The caucus’ goal for the midterms is to grow by several members, said Rep. Jim Jordan (R-Ohio), a founding member of the caucus. He estimated the group’s membership, which isn’t public, is in the mid-30s. He wants it to surpass 40.

“We need fires in Congress,” said Rep. Marjorie Taylor Greene (R-Ga.), who said she wants to see five to 10 more members in the next Congress. “We need people that will stand on their principles.”

Photographer: Emily Wilkins
Rep. Lauren Boebert (R-Colo.) speaks at a rally for Rep. Alex Mooney (R-W.Va.) in Kearneysville, W.Va., on April 29.

The effort to get there isn’t tightly coordinated. The House Freedom Fund, a political action committee that caucus members are affiliated with and fundraise for, doesn’t coordinate with lawmakers on endorsements, according to Jordan and Rep. Warren Davidson (R-Ohio.).

It endorsed 14 candidates so far this cycle, including five incumbents, six running in open-seat primaries, and the challenger to Rep. Liz Cheney (R-Wyo.).

A couple have already lost. Former Rep. Mike Sodrel lost his bid to replace retiring Rep. Trey Hollingworth (R-Ind.) on Tuesday, and Christian Collins fell well short in a March primary to replace retiring Rep. Kevin Brady (R-Texas).

Some members have backed opposing candidates, as in Florida’s 7th District where Jordan endorsed businessman Cory Mills and Greene backed state Rep. Anthony Sabatini.

Freedom Caucus Future

The Freedom Caucus has a history of bucking leadership, including playing a role in denying now-Minority Leader Kevin McCarthy (R-Calif.) a shot at the speakership in 2015. But the group has evolved beyond a band of far-right outsiders.

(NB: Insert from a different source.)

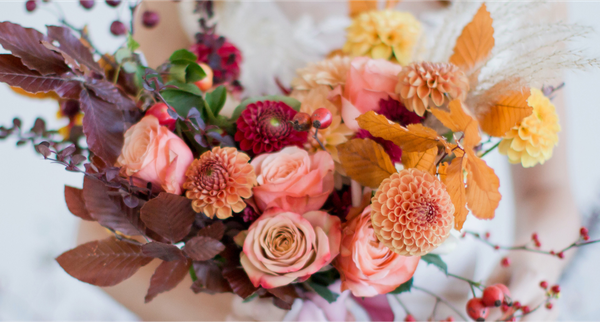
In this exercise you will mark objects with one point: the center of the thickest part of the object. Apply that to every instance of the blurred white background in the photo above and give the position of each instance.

Davidson said the Freedom Caucus’ goal isn’t to block items, but rather to effectively negotiate to ensure their priorities are included.

“The basic rules in the Freedom Caucus is you have to be willing to vote no on things that leadership wants you to vote yes on,” he said. “But you also have to be willing to get to yes.”

Jordan is now the top Republican on the House Judiciary Committee and backed McCarthy for speaker twice. He said the caucus “hasn’t changed a bit,” but rather it’s that House GOP leadership and the overall conference have become more united against Democrats.

“Our conference is more conservative,” Jordan said in an interview. “Our conference is more united, because our conference sees how extremely radical the Democrats have become.”

Even in the minority, caucus members have found a way to frustrate some in their own party. Members including Greene and Rep. Chip Roy (R-Texas) have used a procedural tool—a motion to adjourn—several times to delay votes on legislation they opposed, a move that’s lost support among Republicans over time. Freedom Caucus members have also requested lengthy roll call votes on items that would otherwise have been quickly passed by voice vote.

Boebert, in an interview after the Mooney rally, warned that the caucus would still demand roll call votes under a GOP-controlled House on some bills being advanced under suspension of the rules, which requires two-thirds support.

“If this happens in a Republican majority,” she said, “then certainly we would be there to object to that and make sure that we’re getting a vote.”